Dass die Mannschaft den gedämpften Erwartungen der Anhänger gerecht werden wolltte, war gleich erkennbar. Nach nur 47 Sekunden lag der Ball im Duisburger Netz. Doch Schiedsrichter René Rohde (Rostock) verweigerte dem Tor von Manuel Wintzheimer die Anerkennung. Josha Vagnoman soll vor seinem Pass im Abseits gestanden haben, als er von Fiete Arp angespielt wurde – den Fernsehbildern nach eine Fehlentscheidung. Pech für den HSV: Der Videobeweis wird erst nächste Saison in der 2. Bundesliga eingeführt.

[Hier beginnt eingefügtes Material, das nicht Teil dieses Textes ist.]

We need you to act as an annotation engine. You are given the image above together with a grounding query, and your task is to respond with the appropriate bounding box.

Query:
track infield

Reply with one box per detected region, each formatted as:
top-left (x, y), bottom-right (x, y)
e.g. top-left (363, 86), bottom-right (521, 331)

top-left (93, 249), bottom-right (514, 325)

Lacroix besorgt die HSV-Führung, Wintzheimer erhöht

Nach 14 Minuten stand es dann doch 1:0: Nach einem Eckball von Douglas Santos stieg Innenverteidiger Léo Lacroix am höchsten und köpfte vor dem herauseilenden MSV-Torwart Daniel Mesenhöhler ein. Für den Schweizer Leihspieler Lacroix war es im möglicherweise letzten Spiel für den HSV der erste Treffer. Mit der knappen Führung verabschiedete sich der HSV in die Pause – begleitet von nur vereinzelten Pfiffen.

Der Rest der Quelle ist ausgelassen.